Antibiotics for early Lyme disease should be taken for at least two to three weeks. The treatments recommended by the Infectious Diseases Society of America include doxycycline for nonpregnant patients and children 9 and older, or amoxicillin for pregnant women and younger children. Other options include cefuroxime axetil (Ceftin) and erythromycin.
But these guidelines are controversial. They have been challenged by a nonprofit medical group, the International Lyme and Associated Diseases Society, which says they are inadequate to combat the infection in a significant number of patients, who go on to develop debilitating chronic symptoms.
In May, the Infectious Diseases Society agreed to review its guidelines as a result of an antitrust lawsuit by the Connecticut attorney general, Richard Blumenthal, who said some of the society’s experts had financial interests that could bias their judgment. (The society denied that accusation.)
Although I cannot state with authority which side is correct, I have encountered enough previously healthy people who have suffered for months or years after initial treatment to suggest that there is often more to this disease than “official” diagnostic and treatment guidelines suggest.
Pamela Weintraub, a senior editor at Discover magazine, has produced a thoroughly researched and well-written account of the disease’s controversial history in her new book Cure Unknown: Inside the Lyme Epidemic.
WASH THOROUGHLY
The Mayo doctors concluded that patients who developed arthritis related to Lyme disease should be treated for one to two months and that those with late or severe disease, including neurological and cardiac symptoms, required intravenous antibiotics. Although two studies, neither of which was long-term, found that repeated antibiotic treatment did not reverse the pain and altered cognition associated with Lyme disease, the experience of thousands of patients, including Bean, contradict these findings.

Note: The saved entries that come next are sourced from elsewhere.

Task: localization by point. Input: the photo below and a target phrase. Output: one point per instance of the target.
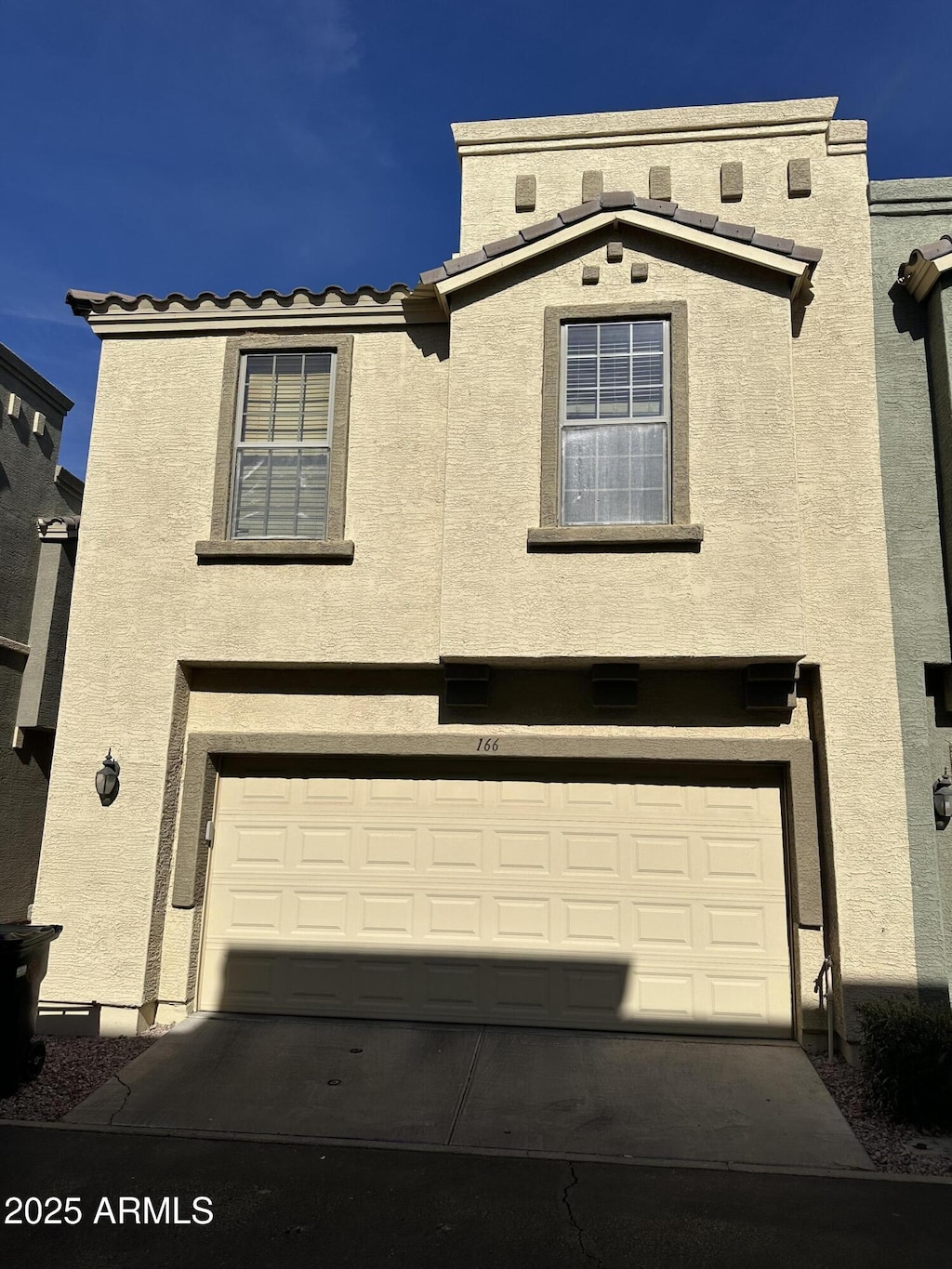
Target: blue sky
(192, 145)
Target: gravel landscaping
(75, 1066)
(893, 1147)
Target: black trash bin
(24, 953)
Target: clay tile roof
(83, 302)
(622, 201)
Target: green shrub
(906, 1061)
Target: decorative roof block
(617, 201)
(924, 267)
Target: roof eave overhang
(796, 271)
(107, 315)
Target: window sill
(274, 551)
(617, 537)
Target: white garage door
(604, 905)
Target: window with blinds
(615, 423)
(282, 447)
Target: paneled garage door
(642, 906)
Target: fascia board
(794, 270)
(150, 322)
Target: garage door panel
(633, 906)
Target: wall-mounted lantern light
(108, 779)
(942, 800)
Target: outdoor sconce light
(108, 779)
(942, 800)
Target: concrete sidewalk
(546, 1091)
(302, 1207)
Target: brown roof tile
(83, 302)
(619, 201)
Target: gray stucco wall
(27, 491)
(916, 439)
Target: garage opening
(603, 896)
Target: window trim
(551, 533)
(332, 549)
(239, 444)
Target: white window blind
(615, 423)
(282, 448)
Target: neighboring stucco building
(521, 640)
(40, 505)
(911, 240)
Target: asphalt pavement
(310, 1206)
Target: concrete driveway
(483, 1088)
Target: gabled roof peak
(619, 201)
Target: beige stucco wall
(489, 183)
(443, 482)
(141, 603)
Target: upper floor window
(284, 444)
(615, 423)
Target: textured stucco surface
(152, 463)
(443, 482)
(911, 417)
(27, 491)
(694, 180)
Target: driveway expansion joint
(580, 1234)
(122, 1104)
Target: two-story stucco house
(516, 646)
(911, 245)
(40, 505)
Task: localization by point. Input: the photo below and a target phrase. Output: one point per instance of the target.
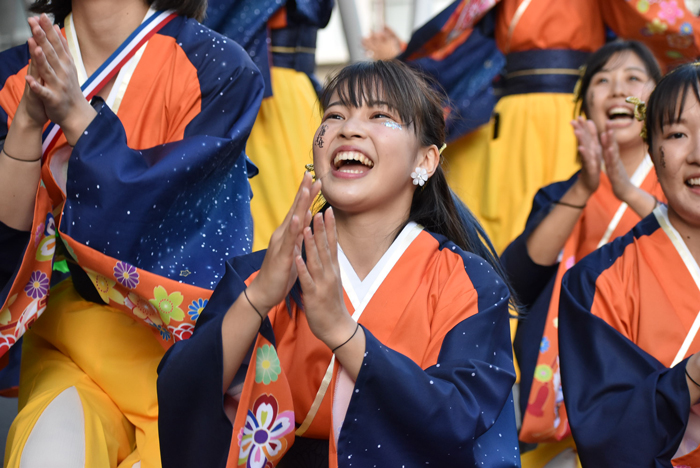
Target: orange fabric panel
(669, 29)
(153, 114)
(550, 24)
(11, 94)
(426, 294)
(649, 296)
(279, 19)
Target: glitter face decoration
(392, 124)
(319, 139)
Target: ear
(429, 159)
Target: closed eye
(332, 116)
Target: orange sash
(603, 219)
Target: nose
(619, 87)
(694, 153)
(352, 128)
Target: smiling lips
(352, 162)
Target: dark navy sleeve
(458, 412)
(527, 278)
(624, 407)
(12, 246)
(194, 429)
(180, 206)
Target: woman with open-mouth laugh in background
(372, 333)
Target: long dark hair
(415, 97)
(597, 60)
(60, 8)
(664, 106)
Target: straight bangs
(598, 59)
(389, 83)
(667, 101)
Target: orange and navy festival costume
(603, 219)
(434, 387)
(628, 319)
(280, 38)
(533, 50)
(145, 209)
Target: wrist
(77, 121)
(341, 334)
(257, 299)
(579, 192)
(23, 121)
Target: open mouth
(620, 113)
(352, 162)
(693, 182)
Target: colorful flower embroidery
(670, 12)
(182, 332)
(126, 275)
(262, 437)
(655, 27)
(686, 29)
(38, 234)
(543, 373)
(142, 309)
(167, 304)
(6, 315)
(46, 249)
(679, 41)
(164, 333)
(196, 308)
(38, 285)
(267, 365)
(6, 342)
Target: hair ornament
(310, 168)
(640, 113)
(579, 83)
(419, 176)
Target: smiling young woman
(636, 300)
(379, 330)
(614, 190)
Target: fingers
(305, 279)
(37, 88)
(321, 241)
(47, 49)
(52, 36)
(331, 235)
(313, 261)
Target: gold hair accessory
(640, 113)
(579, 83)
(310, 168)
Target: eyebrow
(626, 69)
(375, 103)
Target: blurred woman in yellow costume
(280, 37)
(498, 167)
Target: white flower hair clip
(420, 176)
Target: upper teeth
(619, 111)
(352, 156)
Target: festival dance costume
(434, 386)
(498, 166)
(280, 37)
(628, 321)
(145, 208)
(603, 219)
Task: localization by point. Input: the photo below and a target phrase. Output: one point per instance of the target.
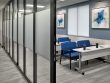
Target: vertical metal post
(12, 29)
(9, 29)
(24, 49)
(17, 33)
(53, 42)
(3, 28)
(34, 43)
(6, 29)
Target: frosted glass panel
(29, 31)
(72, 21)
(83, 20)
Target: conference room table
(91, 53)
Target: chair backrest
(63, 39)
(68, 46)
(83, 43)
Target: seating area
(76, 50)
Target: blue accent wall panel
(98, 33)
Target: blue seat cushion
(74, 55)
(63, 39)
(83, 43)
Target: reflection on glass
(43, 40)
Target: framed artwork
(60, 21)
(100, 18)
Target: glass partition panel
(29, 38)
(8, 29)
(11, 10)
(43, 41)
(15, 30)
(20, 33)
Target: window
(78, 21)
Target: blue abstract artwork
(100, 18)
(60, 20)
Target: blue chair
(63, 39)
(68, 52)
(83, 43)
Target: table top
(92, 48)
(58, 44)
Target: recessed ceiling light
(38, 6)
(62, 0)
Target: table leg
(79, 68)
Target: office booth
(28, 33)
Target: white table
(91, 53)
(58, 47)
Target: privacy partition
(29, 38)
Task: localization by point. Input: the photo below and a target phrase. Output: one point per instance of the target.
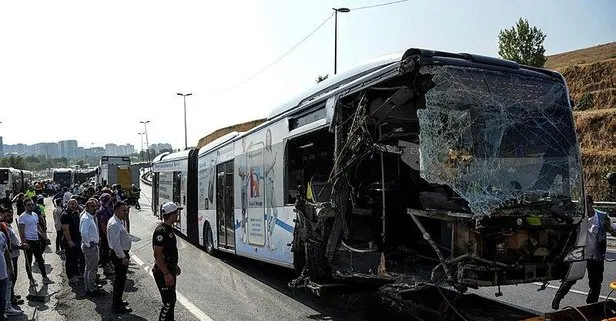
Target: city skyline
(71, 149)
(144, 60)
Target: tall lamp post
(185, 130)
(147, 145)
(142, 155)
(336, 10)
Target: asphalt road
(226, 287)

There are no vaccines to prevent Lyme disease; an early attempt was taken off the market in 2002 because of side effects and limited effectiveness. Those who will not or cannot avoid grassy and wooded areas should wear long sleeves and long pants with legs tucked into socks, and spray exposed skin and clothing with tick repellent containing 20 percent to 30 percent DEET. Repellents should not be used on children under 2.
Since the tick must usually feed for 24 hours to transmit significant amounts of bacteria, daily body checks and showering with a washcloth can help prevent infection. Clothing should be washed and dried in a dryer. Additional preventive actions are described in Beating Lyme.
If a tick is attached to skin, it should be removed with tweezers, not fingers. Press into the skin, grasp the front of the tick’s head and pull at right angles to the skin. Place the tick in a sealed plastic bag for later identification. Then wash the area and your hands thoroughly.